Export metrics to CloudWatch using a bridge:

YAML
# Use Prometheus CloudWatch exporter
- name: cloudwatch-exporter
image: prom/cloudwatch-exporter:latest

Or use AWS Managed Prometheus (AMP):

  • Creates a workspace for Prometheus
  • Automatically scrapes metrics from ECS/EKS
  • Integrated with CloudWatch dashboards

Google Cloud Monitoring

Use Google Cloud Managed Prometheus:

prometheus.yaml
YAML
global:
external_labels:
cluster: 'my-cluster'
project_id: 'my-project'

scrape_configs:
- job_name: 'resonate'
kubernetes_sd_configs:
- role: pod

Google Cloud Monitoring automatically imports Prometheus metrics.

Datadog

Use the Datadog Agent to scrape Prometheus metrics:

datadog-agent-config.yaml
YAML
apiVersion: v1
kind: ConfigMap
metadata:
name: datadog-config
data:
prometheus.yaml: |
- prometheus_url: http://resonate-server:9090/metrics
namespace: resonate
metrics:
- resonate_*

Best practices

  1. Set retention policies - Prometheus defaults to 15 days.
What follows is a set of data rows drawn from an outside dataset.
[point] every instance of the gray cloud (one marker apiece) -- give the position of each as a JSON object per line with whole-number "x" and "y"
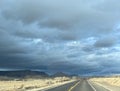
{"x": 105, "y": 42}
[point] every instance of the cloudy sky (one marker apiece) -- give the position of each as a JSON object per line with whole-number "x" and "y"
{"x": 74, "y": 36}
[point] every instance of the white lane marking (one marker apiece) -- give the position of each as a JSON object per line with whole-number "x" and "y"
{"x": 91, "y": 86}
{"x": 74, "y": 86}
{"x": 103, "y": 86}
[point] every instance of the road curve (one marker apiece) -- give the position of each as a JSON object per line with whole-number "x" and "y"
{"x": 82, "y": 85}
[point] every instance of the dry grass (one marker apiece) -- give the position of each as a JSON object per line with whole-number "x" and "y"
{"x": 23, "y": 85}
{"x": 115, "y": 81}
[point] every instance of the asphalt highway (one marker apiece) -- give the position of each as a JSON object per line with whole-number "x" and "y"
{"x": 81, "y": 85}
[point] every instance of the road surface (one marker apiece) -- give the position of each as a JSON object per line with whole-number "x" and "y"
{"x": 82, "y": 85}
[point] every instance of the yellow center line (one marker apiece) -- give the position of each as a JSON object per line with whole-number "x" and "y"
{"x": 74, "y": 86}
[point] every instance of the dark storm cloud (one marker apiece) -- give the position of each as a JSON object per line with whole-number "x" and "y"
{"x": 105, "y": 42}
{"x": 76, "y": 36}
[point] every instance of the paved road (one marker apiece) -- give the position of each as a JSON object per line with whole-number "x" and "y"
{"x": 82, "y": 85}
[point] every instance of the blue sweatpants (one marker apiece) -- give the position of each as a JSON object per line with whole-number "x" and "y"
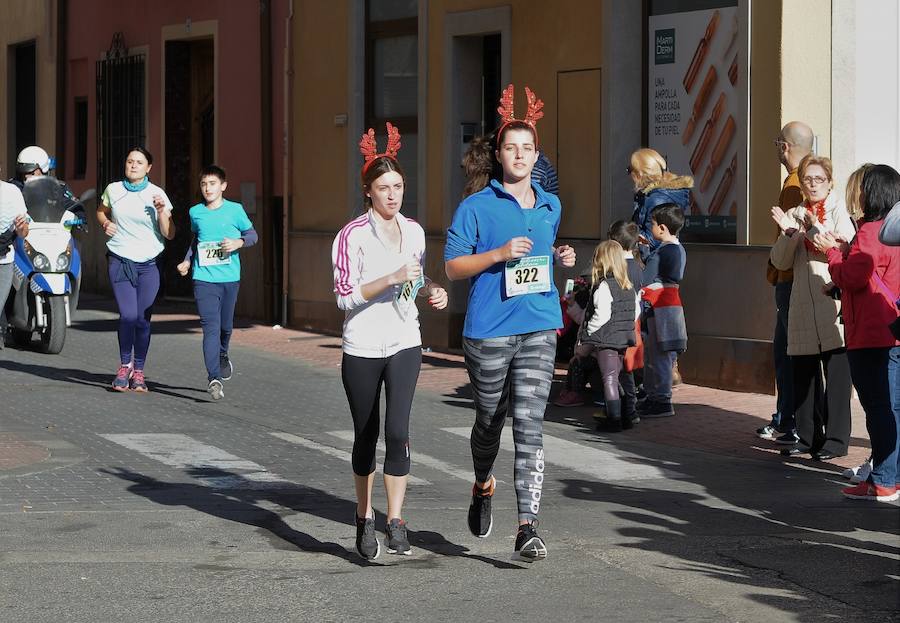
{"x": 215, "y": 304}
Adjust based on needs:
Shell
./prometheus --storage.tsdb.retention.time=90d
  1. Use recording rules for expensive queries:
YAML
groups:
- name: resonate-recording-rules
interval: 1m
rules:
- record: resonate:promise_creation_rate:5m
expr: rate(resonate_promises_created_total[5m])
  1. Monitor Prometheus itself:
PROMQL
prometheus_tsdb_storage_blocks_bytes  # Storage usage
prometheus_target_scrapes_exceeded_sample_limit_total # Cardinality issues
  1. Use labels strategically - Don't add high-cardinality labels (e.g., user IDs, promise IDs)

  2. Alert on trends, not thresholds - Use rate() and time windows to detect anomalies

  3. Test alerts - Trigger alerts intentionally to verify they work

Troubleshooting metrics

Metrics endpoint not accessible

Check server is running:

Shell
curl http://localhost:9090/metrics

Should return Prometheus-formatted metrics.

Check metrics port configuration:

resonate.yaml
YAML
api:
metrics:
port: 9090 # Must be accessible to Prometheus

Prometheus not scraping metrics

Check Prometheus targets:

Common issues:

  • Wrong target address (hostname/port)
  • Network/firewall blocking access
  • Prometheus config not loaded (restart Prometheus)

Missing metrics

Not all metrics appear immediately. Some are only emitted when events occur:

  • promises_total - Only increments when promises are created/resolved
  • tasks_total - Only increments when tasks are created/completed
  • http_requests_total - Only increments when HTTP requests are made

Run workload to generate metrics.

Metrics not currently exposed:

  • Worker heartbeat failures (monitor worker pod restarts at infrastructure level)
  • Database connection pool stats (PostgreSQL exposes these separately)
  • Per-worker execution metrics (not tracked at server level)

Summary

For development:

  • Run Prometheus locally
  • Use Prometheus UI for ad-hoc queries
  • Focus on understanding baseline metrics

For production:

  • Use managed Prometheus (AWS AMP, GCP Managed Prometheus, Grafana Cloud)
  • Set up Grafana dashboards
  • Configure alerting for critical conditions
  • Monitor trends, not just point-in-time values
  • Integrate with your existing observability stack

Key metrics to always track:

  • promises_total by state (workload)
  • tasks_total by state (processing throughput)
  • api_requests_total (server load)
  • coroutines_in_flight (server capacity)

What's not metricked:

  • Individual worker health (monitor at infrastructure level: K8s pod restarts, container health)
  • Database connection pools (use PostgreSQL's own metrics)
  • Promise/task latency histograms (not currently exposed)

Metrics give you visibility into system health. Set them up before you need them.